- NLRB to ask another agency about jurisdiction
- Company’s aggressive litigation may pay off
A federal appeals court granted a joint request from SpaceX and the National Labor Relations Board seeking the opportunity to pursue a process that could end in the agency dropping its case against the company.
The US Court of Appeals for the Fifth Circuit ruled Monday on the parties’ combined bid to ensure the National Mediation Board, which administers labor law for the airline and railroad industries, can get the chance to opine on whether Elon Musk’s aerospace company falls outside of the NLRB’s jurisdiction.
The decision involves two separate, intertwined cases pitting the NLRB against SpaceX: the agency’s administrative case accusing the company of violating federal labor law by firing workers who were critical of Musk, and the company’s lawsuit filed in response alleging elements of the agency are unconstitutional.
SpaceX has aggressively litigated its courtroom counterattack against the NLRB following agency prosecutors alleging in January 2024 that the company retaliated against workers because of their involvement in an open letter that said “Elon’s behavior in the public sphere is a frequent source of distraction and embarrassment for us.”
The company lodged its constitutional lawsuit against the NLRB in Texas, even though the underlying NLRB case is centered in California, leading to a jurisdictional dispute that’s generated multiple transfer orders and remains unresolved.
Although SpaceX couldn’t get the Fifth Circuit to keep its lawsuit in Texas—despite trying twice—the company did win an order from the appeals court that froze the NLRB case.
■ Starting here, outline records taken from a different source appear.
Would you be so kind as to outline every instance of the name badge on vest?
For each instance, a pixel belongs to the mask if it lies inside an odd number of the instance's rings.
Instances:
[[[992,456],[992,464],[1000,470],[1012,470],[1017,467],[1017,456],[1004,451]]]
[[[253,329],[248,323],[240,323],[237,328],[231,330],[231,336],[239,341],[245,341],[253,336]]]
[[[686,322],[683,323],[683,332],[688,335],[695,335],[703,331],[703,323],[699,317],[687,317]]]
A Fifth Circuit motions panel paused the underlying case while SpaceX argued that the trial court effectively denied its request for a preliminary injunction by not meeting the deadline that the company imposed.
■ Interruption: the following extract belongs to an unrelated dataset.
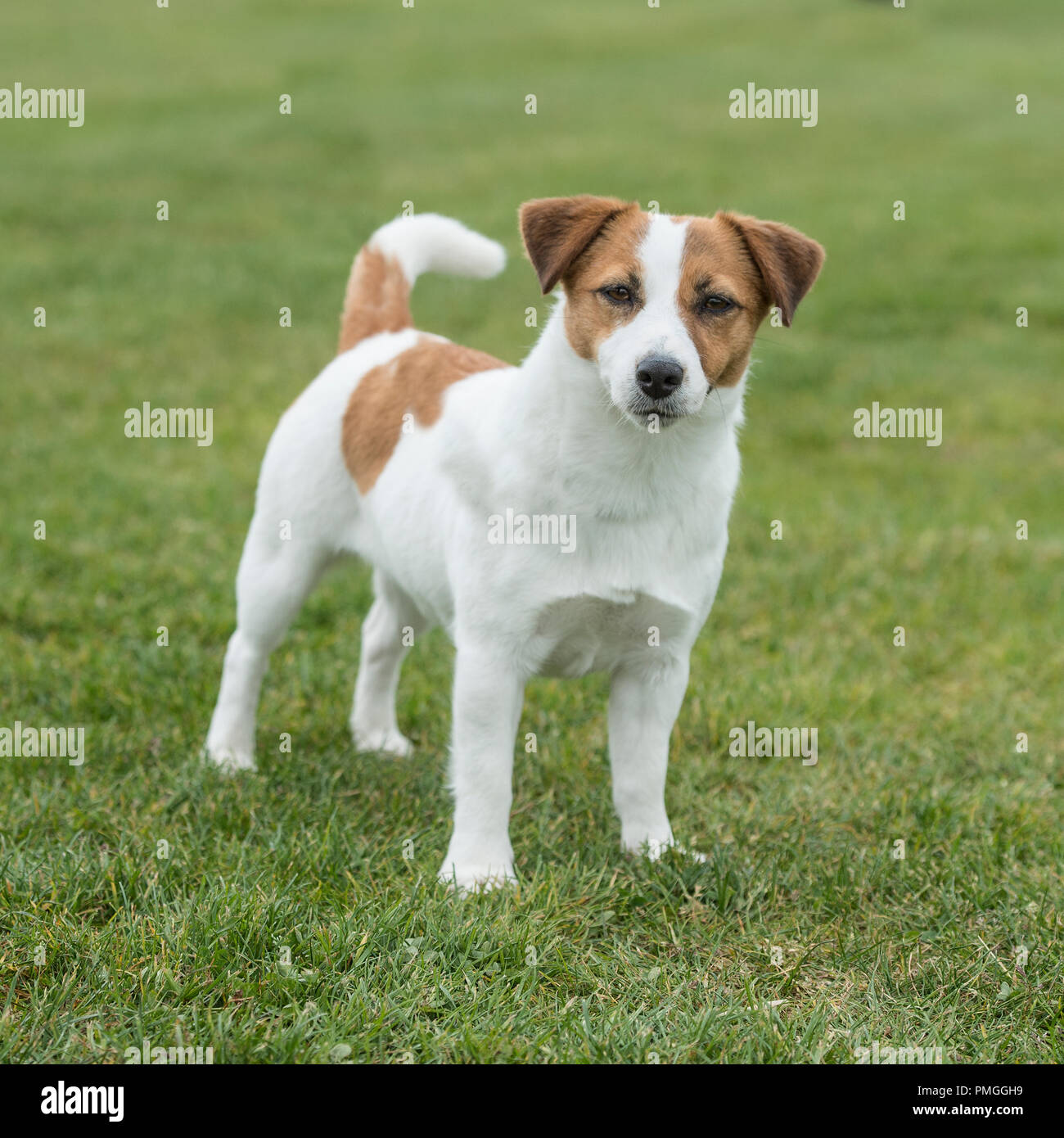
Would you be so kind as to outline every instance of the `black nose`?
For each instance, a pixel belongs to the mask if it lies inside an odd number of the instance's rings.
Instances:
[[[652,399],[663,399],[684,381],[684,369],[675,360],[649,356],[640,364],[635,381]]]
SpaceX didn’t give up after losing its effective denial appeal, instead asking the whole Fifth Circuit to reconsider the issue. But that en banc motion is also on hold under the order issued Monday.
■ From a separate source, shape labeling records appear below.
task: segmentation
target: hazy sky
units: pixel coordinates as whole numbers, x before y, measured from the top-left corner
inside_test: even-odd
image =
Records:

The effect of the company’s litigation has been to prevent the NLRB’s case from advancing during the last year of the Biden administration. President Donald Trump fired NLRB General Counsel Jennifer Abruzzo and replaced her with acting GC William Cowen shortly after beginning his second term in office.
During the first Trump administration, the NLRB dropped cases based on NMB advisory opinions saying that an employer at issue is covered by the Railway Labor Act rather than the National Labor Relations Act.
An attorney for the workers who brought the charges against SpaceX condemned the NLRB’s joint effort with the company seeking to remove employees’ NLRA protections.
“The General Counsel’s decision was made purely at the request of SpaceX, without notice to or input from our clients—the employees whose rights are at the heart of this matter,” Anne Shaver of Lieff Cabraser Heimann & Bernstein LLP said in a statement. “It is also contrary to the NLRB’s decision not to refer this matter to the NMB one year ago, showing how politically motivated this decision is.”
An NLRB spokesperson declined to comment.
SpaceX’s lawyer, Michael Kenneally of Morgan, Lewis & Bockius LLP, didn’t respond to requests for comment.
The case is Space Exploration Technologies Corp. v. NLRB, 5th Cir., No. 24-40315, joint motion granted/denied 5/5/25.